第3話過去

DNA確認終了……と一致……の再生体と断定

脳スキャン終了……欠損あり

妙な声が聞こえる……どこだここは?

そもそも自分は誰なんだ何も思い出せない。

記憶をダウンロード開始……

誰かの記憶が流れ込んでくる、白衣を着た男達が言い合っている。

「伊能先生!今こそ文明を捨て自然回帰するときです!」

若い男が初老の男性に必死に訴えかけている。

「何を言っているのだね?ようやくここまで来たのだよ、優れた科学により多くの病、貧困、戦争、犯罪の根絶、ようやく人間は理想郷を築けたのだ…」

「人間……いや、全ての生き物は理想郷では生きていけないのです、これを見て下さい」

魔法だろうか?男の言葉に反応し、何かのグラフが表示された。

「これはマウスによる実験データです、隔絶した広い空間に外敵もなく、食料も豊富な理想的な環境を再現しました、最初はマウスの数が増えますが、やがて異変が起きます……メスに興味を示さないオスが現れたのです」

「マウスの話だろ……」

伊能と呼ばれた男は何かを察したようだ。

「これは人間の少子化と同じなんです!文明により生命の危険もなく、飢餓の心配もない、その結果子を残そうという意識が低下してしまった!」

「だから自然に回帰しろと?そんなことをせずとも科学で乗り越える!優れた人物の不老化と繁殖に優れた人間を創り出す!!」

「先生!人間の改造なんて辞めてください!」

「君には失望したよ……化野君……」

化野?……アダシノと言ったのか?

……あああ

魔神アダシノは人間だった、悪人ではなく人間の幸福な未来を願い、科学者を志した善良な青年。
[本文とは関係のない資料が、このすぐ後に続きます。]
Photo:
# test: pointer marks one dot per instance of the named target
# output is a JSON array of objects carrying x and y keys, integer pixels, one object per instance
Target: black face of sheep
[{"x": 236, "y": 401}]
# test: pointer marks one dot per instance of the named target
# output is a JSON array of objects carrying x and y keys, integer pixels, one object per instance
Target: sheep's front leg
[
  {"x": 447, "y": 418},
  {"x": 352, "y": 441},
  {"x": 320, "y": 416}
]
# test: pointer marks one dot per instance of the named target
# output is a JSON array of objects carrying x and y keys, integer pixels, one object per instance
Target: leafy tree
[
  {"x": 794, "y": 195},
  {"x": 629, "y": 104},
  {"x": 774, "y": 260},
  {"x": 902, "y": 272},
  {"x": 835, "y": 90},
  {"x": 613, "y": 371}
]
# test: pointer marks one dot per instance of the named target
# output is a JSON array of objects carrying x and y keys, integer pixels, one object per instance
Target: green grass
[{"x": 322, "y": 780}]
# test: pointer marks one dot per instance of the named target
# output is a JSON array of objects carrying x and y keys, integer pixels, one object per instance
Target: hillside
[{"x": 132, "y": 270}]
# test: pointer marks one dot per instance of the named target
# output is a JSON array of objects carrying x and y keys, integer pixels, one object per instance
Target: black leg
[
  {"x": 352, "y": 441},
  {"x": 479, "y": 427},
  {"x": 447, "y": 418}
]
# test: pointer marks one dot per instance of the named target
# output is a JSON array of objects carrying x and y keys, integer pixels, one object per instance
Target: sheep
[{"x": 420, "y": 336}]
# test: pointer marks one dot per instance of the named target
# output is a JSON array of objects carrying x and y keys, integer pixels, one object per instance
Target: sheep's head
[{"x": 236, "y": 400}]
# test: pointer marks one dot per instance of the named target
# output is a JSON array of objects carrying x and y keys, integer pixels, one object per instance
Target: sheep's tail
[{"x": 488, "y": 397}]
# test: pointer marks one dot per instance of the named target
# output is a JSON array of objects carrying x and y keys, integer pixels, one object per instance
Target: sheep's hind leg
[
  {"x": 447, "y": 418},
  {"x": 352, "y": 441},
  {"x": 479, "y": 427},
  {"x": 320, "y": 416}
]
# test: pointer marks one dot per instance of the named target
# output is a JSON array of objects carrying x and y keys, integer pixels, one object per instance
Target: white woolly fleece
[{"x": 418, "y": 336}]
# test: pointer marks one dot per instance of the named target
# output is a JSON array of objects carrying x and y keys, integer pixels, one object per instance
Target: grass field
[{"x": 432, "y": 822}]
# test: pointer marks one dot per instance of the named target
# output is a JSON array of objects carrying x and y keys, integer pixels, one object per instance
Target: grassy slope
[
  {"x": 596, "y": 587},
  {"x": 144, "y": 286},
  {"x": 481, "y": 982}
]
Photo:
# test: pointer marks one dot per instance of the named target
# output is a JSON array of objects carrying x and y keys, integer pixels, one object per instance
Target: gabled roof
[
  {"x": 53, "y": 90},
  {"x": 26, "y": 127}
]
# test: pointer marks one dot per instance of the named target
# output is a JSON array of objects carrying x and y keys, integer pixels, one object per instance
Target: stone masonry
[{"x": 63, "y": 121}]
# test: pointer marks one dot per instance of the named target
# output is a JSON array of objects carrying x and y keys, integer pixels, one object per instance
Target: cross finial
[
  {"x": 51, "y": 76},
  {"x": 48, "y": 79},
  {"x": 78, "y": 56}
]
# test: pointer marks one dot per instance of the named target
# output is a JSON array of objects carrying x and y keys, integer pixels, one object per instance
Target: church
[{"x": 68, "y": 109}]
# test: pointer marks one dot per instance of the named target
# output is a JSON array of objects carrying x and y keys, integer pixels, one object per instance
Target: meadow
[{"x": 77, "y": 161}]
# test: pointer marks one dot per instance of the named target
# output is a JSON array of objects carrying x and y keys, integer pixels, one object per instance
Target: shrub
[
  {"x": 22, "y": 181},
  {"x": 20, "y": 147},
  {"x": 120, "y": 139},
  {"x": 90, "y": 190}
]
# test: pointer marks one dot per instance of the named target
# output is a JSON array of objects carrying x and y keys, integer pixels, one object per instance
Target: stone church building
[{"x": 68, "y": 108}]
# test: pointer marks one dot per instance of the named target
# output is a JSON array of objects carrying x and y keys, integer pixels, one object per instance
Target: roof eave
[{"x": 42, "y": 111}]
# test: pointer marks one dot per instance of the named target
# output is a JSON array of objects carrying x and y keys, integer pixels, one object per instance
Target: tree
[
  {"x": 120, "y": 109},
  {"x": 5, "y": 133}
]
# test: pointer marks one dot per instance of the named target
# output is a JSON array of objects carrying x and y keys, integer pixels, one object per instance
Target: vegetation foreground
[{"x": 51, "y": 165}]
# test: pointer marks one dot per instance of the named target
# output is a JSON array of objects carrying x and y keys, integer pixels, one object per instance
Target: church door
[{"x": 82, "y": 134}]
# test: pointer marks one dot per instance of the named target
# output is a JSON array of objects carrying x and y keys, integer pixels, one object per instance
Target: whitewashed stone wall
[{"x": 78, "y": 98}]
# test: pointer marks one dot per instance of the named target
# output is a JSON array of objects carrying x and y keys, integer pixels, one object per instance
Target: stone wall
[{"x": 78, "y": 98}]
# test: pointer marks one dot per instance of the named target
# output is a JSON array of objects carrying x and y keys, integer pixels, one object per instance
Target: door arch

そうだ、自分は科学者だった、理想の世界を構築し、老いて普通に死ぬつもりだった。

だが、かつての仲間と恩師は道を間違えた、遺伝子工学の権威の伊能先生は人間を改造することにより滅びを回避しようとした。

私は先生の計画と人類の緩慢な自殺を止めようとしたのだ、仲間を集め、過激派と呼ばれた。

何度も生命を狙われ、力を蓄えた。

そして、機械工学とナノマシン技術を組み合わせた、兵器オートマータを作り上げた、私と同士はオートマータを使い科学文明を破壊した。

人類の滅亡を止めたのだ、文明を失い生命の危機に瀕した人間は生きる力を取り戻した。

その過程で人々は魔力という力に目覚め、科学ではなく魔法が発達し、私は魔神と呼ばれた。


「仲間達は科学に頼るのを辞め、集落を作り子を作り老いて死んでいった…」

自分もそうしたかったが、罪人である自分を許せなかった、目的は間違ってなかった、現に人間は生きる力を取り戻し数を増やしている。

問題は方法だ、結果老人、女子供、あらゆる人間が死んだ、私が殺したのだ。

意図しないナノマシンの効果で不老になった、自分はこれを罰だと受け取った、愛するものと歳をとり死ぬこともできない。

そうして千年間人間にストレスを与えている、生命の危機を感じさせ種を存続させるために……。

私は過去を思いだし、辺りを見回した。

魔神城の中枢、外界では失われた機械設備がそこにはあった、私は端末を操作し、過去の記憶映像を見る。

そこには爆殺された自分の姿が映された、映像を見ていくと経緯がわかった。

自分は奇襲を受け死んだが、ナノマシンに肉片から不完全ながらも再生されたらしい。

だから記憶の欠損があるのか、再生されてからの全ての記憶がない。

よほど大切な思い出だったのだろうか、大きな喪失感を感じていた。

「蘇った以上決着はつけないとな……」

魔神の周りに配下のオートマータが集結した。



人里離れた山奥にリジェネ教団の本部があった、地上には荘厳な神殿が建てられおり敬虔な信者が巡礼に訪れている。

その神殿地下深くに失われた科学研究所がある、そこには神官服をきた選ばれた者がいるが、神官というは表向き、教祖より教育を受けた科学者達だった。

「教祖様、パトリシア様の報告では数日の内に魔神城にたどり着くとの事です」

科学者の男が話しかけた先には水槽のような物があり、その中には老人の首が安置してあった。

「そうか……今度こそアダシノを倒し奴の研究を奪うのだ…」

教祖の名はイノー、かつての化野の師、遺伝子工学の権威、伊能教授だった。